Avertissement : je conserve pieusement des tas de produits en rêvant — sans trop d’illusions — de les voir évoluer de façon fracassante. Dont un (…dixit certaines gazettes numériques bien informées) qui devrait décoiffer (c’était déjà la promesse de la première version). Attendons…

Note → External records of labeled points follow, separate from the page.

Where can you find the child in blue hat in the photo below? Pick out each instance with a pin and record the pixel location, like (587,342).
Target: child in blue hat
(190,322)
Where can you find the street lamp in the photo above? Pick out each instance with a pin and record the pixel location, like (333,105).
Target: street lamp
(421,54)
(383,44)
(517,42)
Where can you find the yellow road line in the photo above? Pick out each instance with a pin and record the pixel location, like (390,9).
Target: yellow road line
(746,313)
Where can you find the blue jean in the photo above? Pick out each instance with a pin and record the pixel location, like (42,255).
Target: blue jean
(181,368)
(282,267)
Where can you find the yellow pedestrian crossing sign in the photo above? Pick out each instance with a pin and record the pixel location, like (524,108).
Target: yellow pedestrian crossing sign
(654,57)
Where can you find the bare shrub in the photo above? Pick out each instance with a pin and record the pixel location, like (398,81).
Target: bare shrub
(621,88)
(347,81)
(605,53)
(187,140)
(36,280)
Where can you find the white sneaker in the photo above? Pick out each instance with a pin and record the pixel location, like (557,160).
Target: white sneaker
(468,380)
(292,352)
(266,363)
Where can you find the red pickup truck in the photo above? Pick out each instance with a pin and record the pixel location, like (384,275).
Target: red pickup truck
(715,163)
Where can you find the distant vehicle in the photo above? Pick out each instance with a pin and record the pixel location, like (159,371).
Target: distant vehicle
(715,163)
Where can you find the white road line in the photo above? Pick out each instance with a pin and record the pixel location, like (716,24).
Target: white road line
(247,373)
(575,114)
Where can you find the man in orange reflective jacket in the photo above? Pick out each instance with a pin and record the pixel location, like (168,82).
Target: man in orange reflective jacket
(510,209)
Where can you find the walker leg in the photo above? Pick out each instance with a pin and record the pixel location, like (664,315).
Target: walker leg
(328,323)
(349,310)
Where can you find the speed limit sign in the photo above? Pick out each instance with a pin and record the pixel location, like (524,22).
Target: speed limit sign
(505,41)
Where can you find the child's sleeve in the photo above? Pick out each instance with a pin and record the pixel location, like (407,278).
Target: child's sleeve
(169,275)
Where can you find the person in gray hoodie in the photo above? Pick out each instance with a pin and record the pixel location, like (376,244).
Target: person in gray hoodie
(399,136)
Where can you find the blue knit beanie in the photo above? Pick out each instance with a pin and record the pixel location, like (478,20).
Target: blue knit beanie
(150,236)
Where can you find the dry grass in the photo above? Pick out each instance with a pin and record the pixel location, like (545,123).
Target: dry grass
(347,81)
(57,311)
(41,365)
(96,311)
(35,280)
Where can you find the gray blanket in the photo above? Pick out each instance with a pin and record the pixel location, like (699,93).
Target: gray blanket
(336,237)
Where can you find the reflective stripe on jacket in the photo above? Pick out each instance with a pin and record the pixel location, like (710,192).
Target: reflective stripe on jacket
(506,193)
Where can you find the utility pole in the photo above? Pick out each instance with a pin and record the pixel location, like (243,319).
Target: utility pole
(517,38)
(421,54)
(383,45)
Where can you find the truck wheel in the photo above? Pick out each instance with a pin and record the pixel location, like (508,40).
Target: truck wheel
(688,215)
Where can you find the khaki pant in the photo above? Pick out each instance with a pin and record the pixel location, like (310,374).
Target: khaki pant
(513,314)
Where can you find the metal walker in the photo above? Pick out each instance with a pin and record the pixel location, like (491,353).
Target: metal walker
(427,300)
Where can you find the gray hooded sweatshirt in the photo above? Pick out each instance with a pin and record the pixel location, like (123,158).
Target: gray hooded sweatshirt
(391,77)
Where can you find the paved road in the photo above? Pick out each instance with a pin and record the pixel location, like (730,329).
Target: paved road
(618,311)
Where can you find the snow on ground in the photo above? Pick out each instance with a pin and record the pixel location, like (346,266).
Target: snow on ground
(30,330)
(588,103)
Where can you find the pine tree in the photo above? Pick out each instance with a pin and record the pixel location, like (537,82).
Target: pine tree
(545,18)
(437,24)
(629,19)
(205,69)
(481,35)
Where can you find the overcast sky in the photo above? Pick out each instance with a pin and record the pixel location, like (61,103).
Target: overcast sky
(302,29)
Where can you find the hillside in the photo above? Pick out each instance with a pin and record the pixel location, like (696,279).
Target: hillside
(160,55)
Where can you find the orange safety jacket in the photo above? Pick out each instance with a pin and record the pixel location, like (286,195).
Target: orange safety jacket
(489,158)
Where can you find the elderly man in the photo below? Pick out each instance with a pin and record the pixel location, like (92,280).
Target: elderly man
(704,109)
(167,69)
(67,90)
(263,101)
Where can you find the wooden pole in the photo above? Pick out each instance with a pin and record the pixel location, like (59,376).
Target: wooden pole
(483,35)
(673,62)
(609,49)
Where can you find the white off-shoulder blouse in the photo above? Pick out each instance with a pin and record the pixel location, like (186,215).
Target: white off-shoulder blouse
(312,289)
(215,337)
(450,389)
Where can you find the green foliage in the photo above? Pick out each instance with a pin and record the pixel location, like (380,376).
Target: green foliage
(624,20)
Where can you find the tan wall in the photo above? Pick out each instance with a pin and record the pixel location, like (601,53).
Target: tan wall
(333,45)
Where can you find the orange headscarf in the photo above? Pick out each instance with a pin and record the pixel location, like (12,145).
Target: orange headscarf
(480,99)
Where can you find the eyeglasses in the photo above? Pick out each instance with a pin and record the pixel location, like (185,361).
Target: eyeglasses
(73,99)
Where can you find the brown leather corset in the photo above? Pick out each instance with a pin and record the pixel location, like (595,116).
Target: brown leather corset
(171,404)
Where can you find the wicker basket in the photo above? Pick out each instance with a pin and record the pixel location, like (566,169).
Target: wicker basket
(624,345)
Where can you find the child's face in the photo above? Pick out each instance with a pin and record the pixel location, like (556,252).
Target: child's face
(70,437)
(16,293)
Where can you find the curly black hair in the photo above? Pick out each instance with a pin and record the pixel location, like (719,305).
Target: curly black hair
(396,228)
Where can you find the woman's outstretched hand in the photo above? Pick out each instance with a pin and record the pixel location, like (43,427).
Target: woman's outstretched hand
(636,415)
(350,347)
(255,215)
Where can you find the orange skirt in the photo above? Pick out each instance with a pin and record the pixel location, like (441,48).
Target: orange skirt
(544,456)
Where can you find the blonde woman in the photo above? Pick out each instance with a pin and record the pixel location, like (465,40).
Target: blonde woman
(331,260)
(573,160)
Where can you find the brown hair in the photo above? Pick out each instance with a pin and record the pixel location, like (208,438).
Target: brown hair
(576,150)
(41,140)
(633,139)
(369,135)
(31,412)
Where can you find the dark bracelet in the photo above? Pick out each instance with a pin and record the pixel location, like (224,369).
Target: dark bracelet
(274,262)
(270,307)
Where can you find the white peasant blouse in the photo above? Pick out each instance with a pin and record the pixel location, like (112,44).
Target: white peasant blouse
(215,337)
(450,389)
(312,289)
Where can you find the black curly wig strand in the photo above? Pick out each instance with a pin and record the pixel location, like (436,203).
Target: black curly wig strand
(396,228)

Bref, j’emploie à titre personnel les outils qui suivent (…listés dans le désordre) sous iOS

  • Day One qui reste la mémoire des événements de ma banale existence. Quand ai-je vu mon fiston et à quel endroit, quand me suis baladé avec ma fille. La photo réalisée avec l’iPhone et ajoutée au flot me donne la date, l’heure, l’emplacement d’un lieu, la température extérieure et même le nombre de pas. Partage entre iPhone, iPad et Macintosh. Indispensable pour pallier ma mémoire.
  • Ulysses for iPad, une application qui reste en permanente évolution et, ce, en parallèle de Ulysses for Mac. Il remplace l’excellent Daedalus touch car m’offre la coloration syntaxique et les balises du Markdown XL (malheureusement compatibles qu’avec elles-mêmes). Écrit ma dernière saga judiciaire de 330 pages en PDF (1330 feuillets plus tard, 605 000 caractères, 95 500 mots) mais souci pour exporter le tout, heureusement en Markdown…! Mais belles surprises et améliorations à venir… Certes, ne tourne pour le moment que que iPad (même que c’est écrit dessus) contrairement à Daedalus touch.
  • Editorial qui poursuit sa lancée, multiplie langages et workflows. Il a fini par récupèrer la saga évoquée au paragraphe précédent en un seul fichier que j’ai traité en CriticMarkup pour mes robes noires. J’ai failli l’utiliser tous les jours avec sa gestion de tâches au format TaskPaper mais Fantastical 2 est passé par là. Un workflow depuis Editorial ou Drafts 4 fait l’affaire pour créer des rappels. Hormis cela, Editorial est employé pour tous les billets sur Mac+ et urbanbike en relation avec Byword sous OSX. Rêve que Ulysses for iPad récupère certaines idées en terme d’ergonomie.
  • et bien entendu Drafts 4, mon carnet de notes à transformation, à barre additionnelle à actions. Une idée, un numéro de téléphone, une info. Ensuite, je dispatche, je ventile, j’élimine en mode Raoul…!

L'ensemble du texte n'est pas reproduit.